If it is not obvious, then it probably doesn't mean anything at all, and is pure marketing hype. When people drive a Chrysler Voyager in New York, a Land-Rover Discovery in London and a Honda Tornado in Kawangware, it's time to smile. The car is fact.

Its name is fiction.

Tailgate twaddle

That still leaves us with the puzzle as to why manufacturers paste all this blarney so prominently on the bodywork. When a woman buys a dress or a bra, she needs to know what size it is, what material it is made of and how to wash it. But she doesn’t stroll about the streets with “36DD no-spin non-iron underwired super-cleaver” written across her bottom. These characteristics are on a discreet label on the inside; the information is comprehensive, intelligible, and absolutely standardised whatever the brand. Branding logos or badges are understandably universal. They promote.

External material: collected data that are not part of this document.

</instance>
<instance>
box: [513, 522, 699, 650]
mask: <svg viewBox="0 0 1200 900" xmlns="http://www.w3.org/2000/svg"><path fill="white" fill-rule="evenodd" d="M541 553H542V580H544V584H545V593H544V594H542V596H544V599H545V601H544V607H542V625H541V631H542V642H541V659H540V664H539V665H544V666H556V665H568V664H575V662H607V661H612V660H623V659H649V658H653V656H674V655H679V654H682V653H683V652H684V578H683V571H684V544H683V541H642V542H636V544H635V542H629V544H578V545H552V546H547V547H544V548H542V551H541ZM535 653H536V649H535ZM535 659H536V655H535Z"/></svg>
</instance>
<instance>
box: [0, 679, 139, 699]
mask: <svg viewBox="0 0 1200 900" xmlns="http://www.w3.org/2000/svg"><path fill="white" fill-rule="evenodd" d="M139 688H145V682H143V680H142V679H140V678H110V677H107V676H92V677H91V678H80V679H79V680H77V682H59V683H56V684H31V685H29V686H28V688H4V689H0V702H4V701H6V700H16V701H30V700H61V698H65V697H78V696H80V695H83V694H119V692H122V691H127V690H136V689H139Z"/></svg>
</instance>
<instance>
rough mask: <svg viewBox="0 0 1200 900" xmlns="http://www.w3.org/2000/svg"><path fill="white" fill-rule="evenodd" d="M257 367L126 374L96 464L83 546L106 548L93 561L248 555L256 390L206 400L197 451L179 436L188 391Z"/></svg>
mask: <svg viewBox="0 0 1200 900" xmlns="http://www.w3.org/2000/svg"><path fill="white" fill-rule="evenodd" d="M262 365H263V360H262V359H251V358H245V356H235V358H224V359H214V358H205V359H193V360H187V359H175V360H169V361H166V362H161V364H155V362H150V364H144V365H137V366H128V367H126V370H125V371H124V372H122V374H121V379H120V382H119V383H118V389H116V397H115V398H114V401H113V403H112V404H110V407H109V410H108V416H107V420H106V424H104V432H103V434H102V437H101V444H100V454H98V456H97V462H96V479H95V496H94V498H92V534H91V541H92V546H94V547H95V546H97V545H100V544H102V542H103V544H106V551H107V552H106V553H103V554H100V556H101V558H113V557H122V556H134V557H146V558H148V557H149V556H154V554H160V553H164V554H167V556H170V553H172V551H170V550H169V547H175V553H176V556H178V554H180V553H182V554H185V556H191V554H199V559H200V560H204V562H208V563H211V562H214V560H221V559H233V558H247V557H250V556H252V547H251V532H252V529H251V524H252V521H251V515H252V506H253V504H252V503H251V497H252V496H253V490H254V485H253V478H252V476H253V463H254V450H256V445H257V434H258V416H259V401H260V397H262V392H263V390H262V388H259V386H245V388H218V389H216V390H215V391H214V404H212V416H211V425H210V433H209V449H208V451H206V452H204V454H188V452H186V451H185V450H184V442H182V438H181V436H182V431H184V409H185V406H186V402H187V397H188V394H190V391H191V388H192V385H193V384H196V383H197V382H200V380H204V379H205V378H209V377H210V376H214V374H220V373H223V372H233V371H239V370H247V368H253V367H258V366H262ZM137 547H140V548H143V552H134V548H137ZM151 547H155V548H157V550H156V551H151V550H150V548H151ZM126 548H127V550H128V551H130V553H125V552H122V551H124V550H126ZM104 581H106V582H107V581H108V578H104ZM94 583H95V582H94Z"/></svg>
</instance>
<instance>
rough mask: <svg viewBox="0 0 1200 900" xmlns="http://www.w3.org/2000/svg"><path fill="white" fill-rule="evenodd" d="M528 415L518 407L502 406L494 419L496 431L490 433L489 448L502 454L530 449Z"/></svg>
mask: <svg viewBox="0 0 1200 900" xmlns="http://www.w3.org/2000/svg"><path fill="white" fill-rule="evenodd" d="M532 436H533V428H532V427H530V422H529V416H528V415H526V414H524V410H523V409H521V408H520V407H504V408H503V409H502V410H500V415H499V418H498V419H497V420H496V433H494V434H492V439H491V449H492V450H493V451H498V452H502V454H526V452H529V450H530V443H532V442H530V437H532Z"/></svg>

And on some things, certain model information is essentially conspicuous (e.g. on a computer printer so you can order the correct ink refills. But that’s all you have to know). So on a car the brand name and badge is understandable, and perhaps some simple (standardised) model distinction.

Of course, there’s a chance that some owners with the top-of-the-range model would like the world to know that their particular unit is the Brand + Model + “EFI Turbocharged Intercooled 3.0 litre Limited 24V Super Duper Deluxe 4WD” version, but isn’t that the equivalent of embroidering the front of your trousers with “25 cms – see inside for further details”?

And if all that tailgate twaddle publicly ennobles the top-of-the-range owner, then surely the base-model mumbojumbo just as publicly demeans the owners of those versions. Like slapping the word “Pinto” on the front of a pair of Brazilian Y-fronts.